France: mort de Danielle Darrieux, l’actrice d’un siècle

L’actrice Danielle Darrieux est décédée mardi 17 octobre, à l’âge de 100 ans, a fait savoir sa famille. Avec plus de cent films à son compte, elle incarne une traversée exceptionnelle de l’histoire du cinéma sur huit décennies. Ses initiales DD, devenues légendaires, 20 ans avant celles de Brigitte Bardot, la consacrent très tôt comme un mythe vivant du Septième Art.

De Danielle Darrieux, on retient les yeux mutins, le visage frondeur de la jeune première pétulante dès ses premiers films, à commencer par Le Bal en 1931, immense succès qui lance sa carrière. Henri Decoin qui deviendra bientôt son époux peaufine ses rôles dans des mélodrames de qualité.
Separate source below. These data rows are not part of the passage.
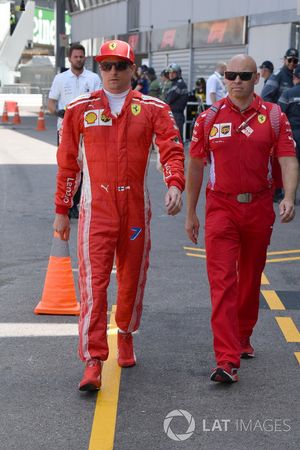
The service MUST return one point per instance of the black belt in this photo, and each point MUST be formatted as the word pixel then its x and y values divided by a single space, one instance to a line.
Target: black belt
pixel 245 197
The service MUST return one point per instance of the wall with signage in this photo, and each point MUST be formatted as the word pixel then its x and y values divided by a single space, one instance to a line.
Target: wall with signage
pixel 44 31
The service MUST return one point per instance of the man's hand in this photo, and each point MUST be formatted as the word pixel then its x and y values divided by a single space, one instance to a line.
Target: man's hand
pixel 192 226
pixel 286 210
pixel 173 201
pixel 61 225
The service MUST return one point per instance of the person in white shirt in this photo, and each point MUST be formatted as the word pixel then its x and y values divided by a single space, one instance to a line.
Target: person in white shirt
pixel 66 87
pixel 215 89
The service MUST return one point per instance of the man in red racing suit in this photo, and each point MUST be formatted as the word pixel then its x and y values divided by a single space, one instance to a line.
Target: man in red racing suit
pixel 109 133
pixel 239 208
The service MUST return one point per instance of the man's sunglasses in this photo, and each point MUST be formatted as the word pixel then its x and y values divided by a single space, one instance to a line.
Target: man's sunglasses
pixel 244 76
pixel 120 66
pixel 291 59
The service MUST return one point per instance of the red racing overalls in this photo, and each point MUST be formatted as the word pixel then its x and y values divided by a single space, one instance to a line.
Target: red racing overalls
pixel 115 209
pixel 239 215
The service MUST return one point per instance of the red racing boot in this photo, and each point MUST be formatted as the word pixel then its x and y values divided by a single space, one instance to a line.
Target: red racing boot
pixel 225 373
pixel 91 380
pixel 126 356
pixel 247 351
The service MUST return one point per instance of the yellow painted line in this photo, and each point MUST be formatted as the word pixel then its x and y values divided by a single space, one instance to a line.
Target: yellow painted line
pixel 288 328
pixel 196 256
pixel 273 300
pixel 104 424
pixel 295 258
pixel 297 354
pixel 195 249
pixel 264 279
pixel 282 252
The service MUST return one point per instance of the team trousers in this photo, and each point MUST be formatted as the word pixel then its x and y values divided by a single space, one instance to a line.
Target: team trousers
pixel 237 236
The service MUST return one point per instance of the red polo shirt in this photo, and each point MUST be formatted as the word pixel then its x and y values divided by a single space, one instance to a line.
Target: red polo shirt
pixel 240 158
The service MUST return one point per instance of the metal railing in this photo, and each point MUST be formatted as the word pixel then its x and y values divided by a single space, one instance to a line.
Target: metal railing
pixel 19 89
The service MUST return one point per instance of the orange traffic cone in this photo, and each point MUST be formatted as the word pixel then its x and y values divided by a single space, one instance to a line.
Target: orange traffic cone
pixel 59 295
pixel 4 114
pixel 17 118
pixel 41 126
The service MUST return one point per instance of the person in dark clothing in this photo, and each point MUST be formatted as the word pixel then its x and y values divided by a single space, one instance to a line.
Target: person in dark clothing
pixel 142 81
pixel 177 96
pixel 278 82
pixel 154 84
pixel 290 105
pixel 282 79
pixel 266 70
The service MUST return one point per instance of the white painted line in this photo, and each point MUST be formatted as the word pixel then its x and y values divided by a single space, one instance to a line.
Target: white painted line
pixel 38 329
pixel 43 329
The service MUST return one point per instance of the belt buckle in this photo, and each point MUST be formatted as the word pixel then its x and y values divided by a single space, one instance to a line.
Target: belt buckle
pixel 244 198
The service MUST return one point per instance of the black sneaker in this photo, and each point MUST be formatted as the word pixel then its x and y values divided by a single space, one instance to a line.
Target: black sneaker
pixel 247 351
pixel 224 373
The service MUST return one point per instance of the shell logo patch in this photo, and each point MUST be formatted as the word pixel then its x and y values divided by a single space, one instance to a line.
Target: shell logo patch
pixel 261 118
pixel 91 118
pixel 214 131
pixel 220 130
pixel 136 109
pixel 96 118
pixel 113 45
pixel 225 129
pixel 104 118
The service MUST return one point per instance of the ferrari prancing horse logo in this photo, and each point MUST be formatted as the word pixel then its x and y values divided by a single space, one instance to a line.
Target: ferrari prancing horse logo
pixel 261 118
pixel 135 109
pixel 113 45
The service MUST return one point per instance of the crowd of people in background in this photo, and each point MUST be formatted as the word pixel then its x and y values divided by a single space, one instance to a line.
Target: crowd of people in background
pixel 281 86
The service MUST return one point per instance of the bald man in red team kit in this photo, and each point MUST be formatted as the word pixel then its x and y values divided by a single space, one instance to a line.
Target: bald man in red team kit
pixel 239 136
pixel 109 133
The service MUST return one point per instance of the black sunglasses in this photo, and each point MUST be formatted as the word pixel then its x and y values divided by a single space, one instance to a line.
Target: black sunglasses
pixel 106 66
pixel 291 59
pixel 244 76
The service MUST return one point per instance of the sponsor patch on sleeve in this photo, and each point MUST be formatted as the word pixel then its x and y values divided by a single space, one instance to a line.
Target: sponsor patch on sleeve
pixel 96 117
pixel 219 130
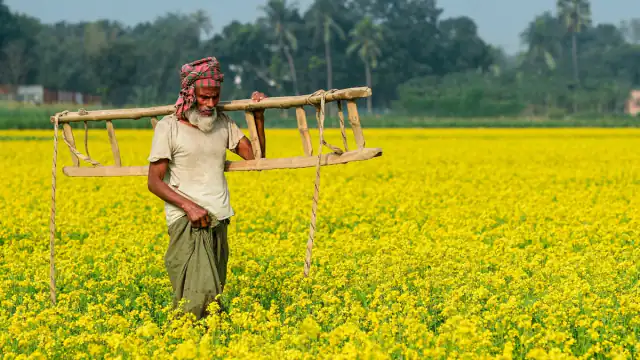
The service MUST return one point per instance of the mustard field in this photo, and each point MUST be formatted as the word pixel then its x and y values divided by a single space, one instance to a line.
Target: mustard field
pixel 501 244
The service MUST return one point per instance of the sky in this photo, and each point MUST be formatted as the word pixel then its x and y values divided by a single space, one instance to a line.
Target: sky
pixel 499 21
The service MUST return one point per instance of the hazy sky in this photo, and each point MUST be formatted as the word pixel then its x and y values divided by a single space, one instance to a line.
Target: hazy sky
pixel 499 21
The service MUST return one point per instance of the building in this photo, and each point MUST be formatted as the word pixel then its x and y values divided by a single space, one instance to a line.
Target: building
pixel 633 104
pixel 38 94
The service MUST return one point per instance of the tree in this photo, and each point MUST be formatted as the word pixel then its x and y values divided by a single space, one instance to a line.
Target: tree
pixel 279 18
pixel 576 15
pixel 631 30
pixel 16 61
pixel 323 12
pixel 543 39
pixel 367 37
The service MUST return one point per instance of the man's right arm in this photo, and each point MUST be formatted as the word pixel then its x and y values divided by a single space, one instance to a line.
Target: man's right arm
pixel 198 216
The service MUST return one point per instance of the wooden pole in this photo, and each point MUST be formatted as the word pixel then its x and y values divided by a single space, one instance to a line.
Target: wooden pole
pixel 354 120
pixel 301 116
pixel 262 164
pixel 114 143
pixel 278 102
pixel 253 134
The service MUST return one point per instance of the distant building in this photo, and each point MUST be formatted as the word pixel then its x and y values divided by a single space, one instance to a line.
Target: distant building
pixel 38 94
pixel 633 104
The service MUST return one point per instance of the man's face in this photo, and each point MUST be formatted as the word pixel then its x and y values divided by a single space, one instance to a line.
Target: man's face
pixel 207 98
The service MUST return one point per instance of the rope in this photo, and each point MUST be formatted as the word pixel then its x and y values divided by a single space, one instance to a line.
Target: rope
pixel 342 130
pixel 312 227
pixel 86 138
pixel 52 218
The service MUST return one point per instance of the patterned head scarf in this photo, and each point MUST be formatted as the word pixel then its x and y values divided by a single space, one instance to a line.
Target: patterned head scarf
pixel 200 73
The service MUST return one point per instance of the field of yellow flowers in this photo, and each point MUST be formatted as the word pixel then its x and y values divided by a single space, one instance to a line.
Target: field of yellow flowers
pixel 453 244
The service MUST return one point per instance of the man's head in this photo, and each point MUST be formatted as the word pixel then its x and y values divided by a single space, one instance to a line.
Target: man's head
pixel 203 111
pixel 207 97
pixel 201 83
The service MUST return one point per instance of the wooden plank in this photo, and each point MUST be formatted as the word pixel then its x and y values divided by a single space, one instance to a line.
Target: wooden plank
pixel 354 120
pixel 114 143
pixel 301 116
pixel 253 134
pixel 68 134
pixel 245 165
pixel 278 102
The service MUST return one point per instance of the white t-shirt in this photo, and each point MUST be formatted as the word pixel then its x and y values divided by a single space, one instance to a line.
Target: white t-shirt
pixel 196 163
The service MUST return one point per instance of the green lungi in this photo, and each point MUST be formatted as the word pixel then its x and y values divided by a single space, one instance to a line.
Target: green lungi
pixel 196 261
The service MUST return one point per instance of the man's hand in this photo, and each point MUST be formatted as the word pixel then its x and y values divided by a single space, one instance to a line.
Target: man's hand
pixel 257 97
pixel 198 216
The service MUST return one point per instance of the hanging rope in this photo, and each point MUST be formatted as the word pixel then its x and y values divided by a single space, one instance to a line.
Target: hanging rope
pixel 52 218
pixel 320 115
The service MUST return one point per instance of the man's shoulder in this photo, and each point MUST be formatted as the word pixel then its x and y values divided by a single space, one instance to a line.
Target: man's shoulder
pixel 223 116
pixel 169 118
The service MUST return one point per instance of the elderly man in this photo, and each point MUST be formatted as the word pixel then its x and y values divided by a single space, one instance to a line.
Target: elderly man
pixel 186 170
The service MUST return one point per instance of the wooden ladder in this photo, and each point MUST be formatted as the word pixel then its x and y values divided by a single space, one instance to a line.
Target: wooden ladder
pixel 260 163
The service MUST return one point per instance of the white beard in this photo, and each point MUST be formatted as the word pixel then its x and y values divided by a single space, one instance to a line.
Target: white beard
pixel 204 123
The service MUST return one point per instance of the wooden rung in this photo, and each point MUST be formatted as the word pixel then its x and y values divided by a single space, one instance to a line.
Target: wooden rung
pixel 253 134
pixel 354 120
pixel 244 165
pixel 301 116
pixel 68 134
pixel 114 143
pixel 283 102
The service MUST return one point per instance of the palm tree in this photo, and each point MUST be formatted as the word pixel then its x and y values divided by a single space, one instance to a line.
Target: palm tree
pixel 278 18
pixel 543 42
pixel 367 37
pixel 325 26
pixel 576 14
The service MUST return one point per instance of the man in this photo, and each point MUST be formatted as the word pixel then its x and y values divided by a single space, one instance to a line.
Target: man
pixel 186 170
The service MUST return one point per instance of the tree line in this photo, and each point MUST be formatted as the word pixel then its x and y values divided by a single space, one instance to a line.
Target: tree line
pixel 416 61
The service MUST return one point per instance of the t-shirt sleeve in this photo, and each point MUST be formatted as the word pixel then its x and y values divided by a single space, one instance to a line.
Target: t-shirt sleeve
pixel 161 145
pixel 235 134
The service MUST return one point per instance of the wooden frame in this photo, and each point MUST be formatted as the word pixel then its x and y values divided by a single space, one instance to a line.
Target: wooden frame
pixel 247 106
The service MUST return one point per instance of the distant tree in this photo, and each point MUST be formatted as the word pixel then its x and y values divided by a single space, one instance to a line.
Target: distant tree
pixel 366 40
pixel 279 18
pixel 576 15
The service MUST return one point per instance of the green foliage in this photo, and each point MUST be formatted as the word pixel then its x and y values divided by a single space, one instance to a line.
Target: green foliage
pixel 417 62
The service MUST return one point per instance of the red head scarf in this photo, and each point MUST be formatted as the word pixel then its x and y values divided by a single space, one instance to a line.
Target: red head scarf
pixel 200 73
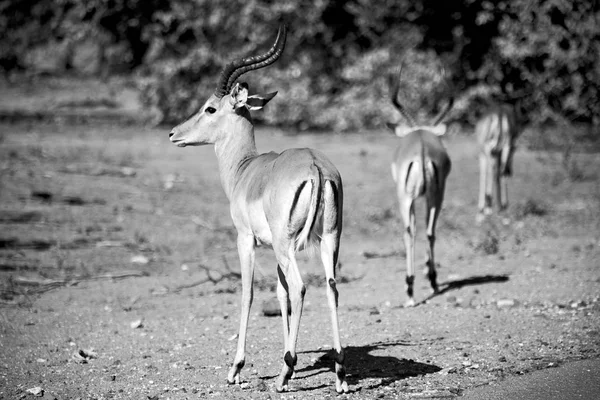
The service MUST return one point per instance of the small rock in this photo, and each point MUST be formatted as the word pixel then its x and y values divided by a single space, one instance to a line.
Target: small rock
pixel 128 171
pixel 36 391
pixel 506 303
pixel 139 323
pixel 140 259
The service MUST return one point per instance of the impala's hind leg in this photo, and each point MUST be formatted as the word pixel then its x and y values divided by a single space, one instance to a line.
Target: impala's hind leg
pixel 434 204
pixel 407 214
pixel 330 242
pixel 295 290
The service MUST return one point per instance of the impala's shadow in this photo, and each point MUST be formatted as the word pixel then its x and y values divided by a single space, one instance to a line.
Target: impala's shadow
pixel 362 364
pixel 459 283
pixel 474 280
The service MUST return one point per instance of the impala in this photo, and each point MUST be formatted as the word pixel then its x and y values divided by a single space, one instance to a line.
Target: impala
pixel 420 168
pixel 287 201
pixel 496 134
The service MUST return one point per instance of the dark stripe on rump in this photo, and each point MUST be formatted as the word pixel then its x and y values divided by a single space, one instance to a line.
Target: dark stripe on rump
pixel 331 224
pixel 296 198
pixel 408 174
pixel 436 175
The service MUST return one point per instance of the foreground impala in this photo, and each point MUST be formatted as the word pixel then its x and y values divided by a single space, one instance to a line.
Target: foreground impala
pixel 496 134
pixel 420 168
pixel 287 201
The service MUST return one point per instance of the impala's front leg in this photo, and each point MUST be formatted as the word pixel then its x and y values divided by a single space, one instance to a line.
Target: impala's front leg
pixel 246 252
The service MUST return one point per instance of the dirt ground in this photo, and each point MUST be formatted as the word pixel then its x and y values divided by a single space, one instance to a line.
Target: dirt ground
pixel 119 274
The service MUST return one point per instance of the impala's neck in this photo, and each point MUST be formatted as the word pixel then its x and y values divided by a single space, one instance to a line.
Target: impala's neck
pixel 235 148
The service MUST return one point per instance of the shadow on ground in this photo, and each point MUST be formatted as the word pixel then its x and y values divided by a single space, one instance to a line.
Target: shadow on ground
pixel 361 365
pixel 474 280
pixel 459 283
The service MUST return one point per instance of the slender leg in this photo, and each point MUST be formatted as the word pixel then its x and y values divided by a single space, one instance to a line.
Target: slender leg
pixel 407 213
pixel 329 245
pixel 492 166
pixel 433 209
pixel 296 290
pixel 283 296
pixel 505 172
pixel 483 166
pixel 504 195
pixel 245 245
pixel 497 174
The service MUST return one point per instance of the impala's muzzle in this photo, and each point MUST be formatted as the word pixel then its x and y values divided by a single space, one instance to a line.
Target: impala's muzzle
pixel 176 140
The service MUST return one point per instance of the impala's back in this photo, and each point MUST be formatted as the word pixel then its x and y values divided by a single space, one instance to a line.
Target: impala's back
pixel 420 168
pixel 496 133
pixel 421 162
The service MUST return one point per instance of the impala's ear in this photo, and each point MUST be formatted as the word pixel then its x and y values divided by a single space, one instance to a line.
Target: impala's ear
pixel 391 126
pixel 239 95
pixel 258 101
pixel 439 130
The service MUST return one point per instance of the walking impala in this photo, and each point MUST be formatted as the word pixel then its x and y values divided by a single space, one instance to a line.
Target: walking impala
pixel 420 168
pixel 496 134
pixel 287 201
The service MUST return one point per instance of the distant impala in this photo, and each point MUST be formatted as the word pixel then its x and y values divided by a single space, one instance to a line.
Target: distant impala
pixel 287 201
pixel 496 134
pixel 420 168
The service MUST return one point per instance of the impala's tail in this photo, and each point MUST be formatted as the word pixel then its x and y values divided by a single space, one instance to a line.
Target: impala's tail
pixel 316 192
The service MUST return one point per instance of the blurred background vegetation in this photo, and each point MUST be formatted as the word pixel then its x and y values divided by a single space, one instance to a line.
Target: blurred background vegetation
pixel 542 54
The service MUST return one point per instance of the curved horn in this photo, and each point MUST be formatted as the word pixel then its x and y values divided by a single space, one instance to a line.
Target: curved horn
pixel 442 114
pixel 395 90
pixel 232 71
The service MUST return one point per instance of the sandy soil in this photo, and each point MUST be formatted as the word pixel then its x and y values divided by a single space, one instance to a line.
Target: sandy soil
pixel 107 234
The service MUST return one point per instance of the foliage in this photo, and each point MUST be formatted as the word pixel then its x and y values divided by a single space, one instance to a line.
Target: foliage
pixel 333 74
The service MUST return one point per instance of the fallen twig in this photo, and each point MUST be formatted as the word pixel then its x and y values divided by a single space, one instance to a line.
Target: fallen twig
pixel 48 284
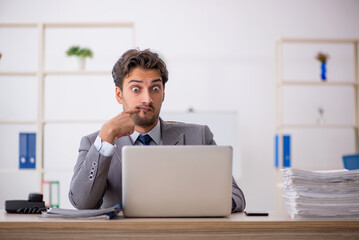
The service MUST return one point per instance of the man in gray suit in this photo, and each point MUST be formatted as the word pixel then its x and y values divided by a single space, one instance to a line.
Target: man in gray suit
pixel 140 78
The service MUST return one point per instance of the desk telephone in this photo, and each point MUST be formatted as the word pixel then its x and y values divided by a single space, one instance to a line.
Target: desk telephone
pixel 34 205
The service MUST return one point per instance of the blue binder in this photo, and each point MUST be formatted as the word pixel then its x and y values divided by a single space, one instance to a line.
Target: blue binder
pixel 286 151
pixel 27 150
pixel 31 151
pixel 23 150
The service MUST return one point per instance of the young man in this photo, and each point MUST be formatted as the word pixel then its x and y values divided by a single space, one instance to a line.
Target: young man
pixel 140 78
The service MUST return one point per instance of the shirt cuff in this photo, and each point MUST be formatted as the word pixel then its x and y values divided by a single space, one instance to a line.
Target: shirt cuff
pixel 104 148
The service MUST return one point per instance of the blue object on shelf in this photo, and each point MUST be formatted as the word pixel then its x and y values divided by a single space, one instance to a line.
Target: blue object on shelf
pixel 23 150
pixel 324 71
pixel 286 151
pixel 27 150
pixel 351 162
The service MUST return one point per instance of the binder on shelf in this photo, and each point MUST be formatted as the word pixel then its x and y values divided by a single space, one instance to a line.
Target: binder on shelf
pixel 51 193
pixel 23 150
pixel 27 150
pixel 286 151
pixel 31 137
Bien après leur divorce, il lui offrira encore l’un de ses plus beaux rôles, celui de l’épouse empoisonneuse dans La Vérité sur Bébé Donge, en 1952.

Danielle Darrieux dans «La Vérité sur Bébé Donge», un film d’Henri Decoin sorti en 1952.Photo by ullstein image/getty Images)

De la résidence surveillée à Max Ophüls

Entre les deux, il y aura eu la guerre et ce voyage à Berlin, en 1942, où elle traverse l’Allemagne nazie en compagnie de quelques autres artistes français. À la Libération, accusée de collaboration, elle passe quelque temps en résidence surveillée, mais contrairement à Arletty, elle n’est que peu inquiétée. Sa carrière reprend plus fort que jamais et atteint bientôt un nouveau pic : avec Max Ophüls qui lui offre coup sur coup trois chefs-d’œuvre : la jeune épouse infidèle de La Ronde, la fille de joie du Plaisir et la frivole Madame de…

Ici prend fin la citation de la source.